Although the funds have similar yields, SCHD is the winner in this category due to its better dividend growth.

Let’s look at their long-term returns

It is also important to see how these two Dividend ETFs Long-term returns are excellent. Over the past three years, HDV has posted an annualized return of 7.8% (as of May 31), which is actually better than SCHD’s three-year annualized return of just 4.2% (as of the same date)

However, looking back over a longer five-year period, SCHD significantly outperforms HDV, with an annualized total return of 13.4% versus HDV’s return of 8.3% (as of May 31).

SCHD also significantly outperformed HDV on a 10-year basis, with an annualized total return of 11.0% versus HDV’s more modest 10-year return of 7.9% (as of May 31).

So while HDV has performed better in recent times, SCHD has performed better over the past five and ten years, making it the clear winner in terms of long-term returns.

Cost-effective options

Both of these funds are great choices for investors because of their low fees. HDV’s expense ratio is just 0.08%, meaning an investor in the fund will pay just $8 in fees on an annual investment of $10,000. SCHD is even cheaper, with an expense ratio of 0.06%, meaning an investor investing the same amount in SCHD will pay just $6 in fees per year.
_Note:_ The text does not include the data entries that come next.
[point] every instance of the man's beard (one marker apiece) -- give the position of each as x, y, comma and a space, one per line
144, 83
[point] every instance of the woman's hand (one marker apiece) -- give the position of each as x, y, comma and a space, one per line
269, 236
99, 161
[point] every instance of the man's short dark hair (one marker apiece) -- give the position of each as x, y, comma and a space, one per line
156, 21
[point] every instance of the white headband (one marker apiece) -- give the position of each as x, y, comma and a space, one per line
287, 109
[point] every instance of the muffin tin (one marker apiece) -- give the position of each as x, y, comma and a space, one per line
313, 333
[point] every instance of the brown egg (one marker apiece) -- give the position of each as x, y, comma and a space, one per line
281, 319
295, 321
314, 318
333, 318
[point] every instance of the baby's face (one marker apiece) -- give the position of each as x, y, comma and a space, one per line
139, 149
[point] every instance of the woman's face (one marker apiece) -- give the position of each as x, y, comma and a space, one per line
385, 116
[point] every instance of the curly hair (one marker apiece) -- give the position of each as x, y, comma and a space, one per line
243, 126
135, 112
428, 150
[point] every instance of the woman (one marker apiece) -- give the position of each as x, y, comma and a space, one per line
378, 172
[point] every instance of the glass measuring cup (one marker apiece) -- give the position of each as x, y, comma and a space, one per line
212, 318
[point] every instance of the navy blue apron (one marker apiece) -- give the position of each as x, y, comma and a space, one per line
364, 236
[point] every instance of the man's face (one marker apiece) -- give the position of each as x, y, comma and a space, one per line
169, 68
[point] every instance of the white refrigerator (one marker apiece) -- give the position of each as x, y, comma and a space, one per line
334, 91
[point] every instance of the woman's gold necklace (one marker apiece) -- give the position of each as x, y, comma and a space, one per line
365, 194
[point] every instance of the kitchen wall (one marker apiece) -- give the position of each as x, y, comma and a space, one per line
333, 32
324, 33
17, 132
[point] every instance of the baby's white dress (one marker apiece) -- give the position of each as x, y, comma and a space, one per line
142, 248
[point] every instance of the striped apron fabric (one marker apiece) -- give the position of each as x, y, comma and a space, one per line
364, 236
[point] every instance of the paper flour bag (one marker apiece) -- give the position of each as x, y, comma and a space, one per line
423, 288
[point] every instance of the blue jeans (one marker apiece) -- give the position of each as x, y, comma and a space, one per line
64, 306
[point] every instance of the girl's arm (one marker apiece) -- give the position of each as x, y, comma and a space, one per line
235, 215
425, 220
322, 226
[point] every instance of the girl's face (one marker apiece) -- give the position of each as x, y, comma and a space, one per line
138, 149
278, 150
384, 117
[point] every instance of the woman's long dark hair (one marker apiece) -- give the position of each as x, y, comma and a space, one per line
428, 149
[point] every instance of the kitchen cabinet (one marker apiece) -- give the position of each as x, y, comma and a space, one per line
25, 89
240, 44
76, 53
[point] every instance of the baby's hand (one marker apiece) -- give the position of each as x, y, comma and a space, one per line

Assuming each fund returns 5% per year going forward, an investor placing $10,000 in HDV will pay $105 in fees over 10 years, while an investor in SCHD will pay only $77.

Both of these options are profitable for investors, and with such low fees, the difference is quite negligible. However, SCHD has a slight edge in this category.

Is HDV stock a buy, according to analysts?

As for Wall Street, HDV gets a Moderate Buy consensus rating based on 53 Buys, 21 Holds and two Sells assigned over the past three months. HDV stock average price target of $121.47 implies an upside potential of 12.1% from current levels.

Is SCHD Stock a Buy, According to Analysts?

SCHD also gets a Moderate Buy consensus rating based on 48 Buys, 46 Holds and seven Sells assigned over the past three months. SCHD stock average price target of $86.27 implies an upside potential of 11.4% from current levels.

Choosing a winner

These two ETFs have similar dividend yields, similar 12-month increases according to analysts’ average forecasts, and similar expense ratios. While they have some differences, the two portfolios trade at remarkably similar valuations.

HDV has outperformed SCHD over the past few years, but SCHD has significantly outperformed HDV over the past five and ten years. This long-term outperformance, combined with SCHD’s superior dividend growth, makes it the better choice for investors in my view. While I am neutral on HDV, I am bullish on SCHD because of its dividend yield, dividend payout growth history, and attractive dividend growth rate.